Aube, la saga de l'Europe, 299

Il n’y avait plus que quelques enrhumés. L’on n’attendrait pas qu’ils soient guéris pour repartir. Il n’y eut guère de protestations, sauf celles de deux vétérans bien enchifrenés. Ils auraient volontiers dormi plus longtemps. Leurs reniflements leur donnaient un ton nasillard et geignard. Il ne leur faisait guère honneur. Leur aspect était à l’unisson. Il soupira. Qu’ils restent près du feu, pourvu qu’ils l'aient rejoint avant le soir !
 
Il était parti depuis plus d’un pas du soleil. Il faisait avancer son cheval au pas, regard fixé vers les branches fortes dominant la piste. Beaucoup lui plaisaient, solides et bien placées... Aucune ne répondait à son désir de discrétion. Il devait être caché au-dessus du chemin emprunté pour tomber sur sa victime et l’abattre avant que son escorte ne réagisse. Toutes celles où il aurait pu se jucher auraient plutôt souligné sa présence. Il continua. Rien, encore rien, toujours rien. Elles le laissaient toutes à découvert ; les enchevêtrements qui l’auraient caché étaient trop fragiles ou trop haut. La lisière de la forêt n’allait plus tarder à apparaître. Il fallait qu’il trouve, pourtant.
Si ce passage pouvait convenir ! Il était étroit, et barré par une racine sortant du sol, assez haute pour obliger un cheval à la passer en levant les pattes.

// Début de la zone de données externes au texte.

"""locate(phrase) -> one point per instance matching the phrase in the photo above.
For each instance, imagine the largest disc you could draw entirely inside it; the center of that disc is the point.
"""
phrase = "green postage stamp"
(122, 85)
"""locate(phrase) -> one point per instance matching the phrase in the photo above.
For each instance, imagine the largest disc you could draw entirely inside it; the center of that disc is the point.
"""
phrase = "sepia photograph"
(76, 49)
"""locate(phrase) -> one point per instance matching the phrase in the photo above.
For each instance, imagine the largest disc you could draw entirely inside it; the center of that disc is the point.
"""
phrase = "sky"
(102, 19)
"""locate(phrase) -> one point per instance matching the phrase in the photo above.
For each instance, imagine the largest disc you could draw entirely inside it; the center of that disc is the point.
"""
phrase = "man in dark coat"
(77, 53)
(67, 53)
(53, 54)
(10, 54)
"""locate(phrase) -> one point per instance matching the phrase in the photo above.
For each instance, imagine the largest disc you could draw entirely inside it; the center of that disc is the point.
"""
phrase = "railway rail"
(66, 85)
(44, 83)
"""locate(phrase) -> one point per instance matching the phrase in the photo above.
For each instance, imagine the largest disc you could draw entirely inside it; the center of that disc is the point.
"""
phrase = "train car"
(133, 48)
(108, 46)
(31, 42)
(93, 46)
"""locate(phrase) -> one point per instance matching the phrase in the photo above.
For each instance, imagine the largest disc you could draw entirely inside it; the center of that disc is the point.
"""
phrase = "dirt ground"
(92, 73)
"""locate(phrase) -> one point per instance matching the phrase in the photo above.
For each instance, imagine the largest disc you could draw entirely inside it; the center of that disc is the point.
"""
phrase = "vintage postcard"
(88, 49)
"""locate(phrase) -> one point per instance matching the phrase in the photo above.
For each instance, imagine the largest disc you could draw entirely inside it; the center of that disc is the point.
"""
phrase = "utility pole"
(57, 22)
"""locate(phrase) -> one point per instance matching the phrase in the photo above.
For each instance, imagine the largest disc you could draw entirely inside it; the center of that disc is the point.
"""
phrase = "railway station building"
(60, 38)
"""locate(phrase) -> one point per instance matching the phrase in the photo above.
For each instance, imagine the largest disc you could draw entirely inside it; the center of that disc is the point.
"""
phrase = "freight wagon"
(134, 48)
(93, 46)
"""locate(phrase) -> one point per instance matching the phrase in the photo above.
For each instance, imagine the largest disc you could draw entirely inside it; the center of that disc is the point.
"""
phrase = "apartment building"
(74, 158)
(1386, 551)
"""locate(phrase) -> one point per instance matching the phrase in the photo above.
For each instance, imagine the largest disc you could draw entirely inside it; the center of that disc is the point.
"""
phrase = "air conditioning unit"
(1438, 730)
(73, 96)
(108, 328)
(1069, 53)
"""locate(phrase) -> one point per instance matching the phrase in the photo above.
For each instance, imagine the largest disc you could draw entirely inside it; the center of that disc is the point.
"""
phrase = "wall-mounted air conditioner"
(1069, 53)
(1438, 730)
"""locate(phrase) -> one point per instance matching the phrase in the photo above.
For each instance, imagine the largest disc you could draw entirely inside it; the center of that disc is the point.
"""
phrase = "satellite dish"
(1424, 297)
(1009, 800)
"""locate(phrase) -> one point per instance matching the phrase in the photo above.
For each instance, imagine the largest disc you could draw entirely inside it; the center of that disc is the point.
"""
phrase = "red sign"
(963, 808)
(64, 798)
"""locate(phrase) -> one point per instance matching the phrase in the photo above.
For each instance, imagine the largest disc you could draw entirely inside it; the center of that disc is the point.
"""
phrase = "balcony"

Ils ralentiraient pour le franchir. Il n’y aurait pas de meilleur endroit pour frapper. Hélas, les brindilles entortillées le surmontant, idéales pour cacher un homme, ne tiendraient pas quand il voudrait s’élancer. Il ne pourrait fondre sur son ennemi comme l’oiseau de proie. Il serait plutôt oisillon tombant du nid.
Il sauta par dessus la racine et se retourna vers le fragile entrelacs. Maudit soi/... Il avait parlé trop tôt. Juste au-dessus était une branche solide, d’où il prendrait son élan quand il sauterait sur la monture de son ennemi, pour lui trancher la gorge.
C’était la configuration idéale, tant souhaitée, tant cherchée. Les ramilles le cacheraient de la troupe survenant l’âme en paix, chacun assuré de sa sécurité. Il réexamina sa cachette. En regardant en l’air sous un certain angle, on se rendait compte d’une présence éventuelle. Il haussa les épaules. Ils surveilleraient les sous-bois, non les airs. Il monta sur l’arbre et se coucha sur la branche. Il pouvait se reposer et même somnoler un peu. L’escorte était assez bruyante pour le réveiller. Il n’en fit rien. Sa vigilance l’aurait tenu les yeux ouverts, eût-il veillé une main de nuits.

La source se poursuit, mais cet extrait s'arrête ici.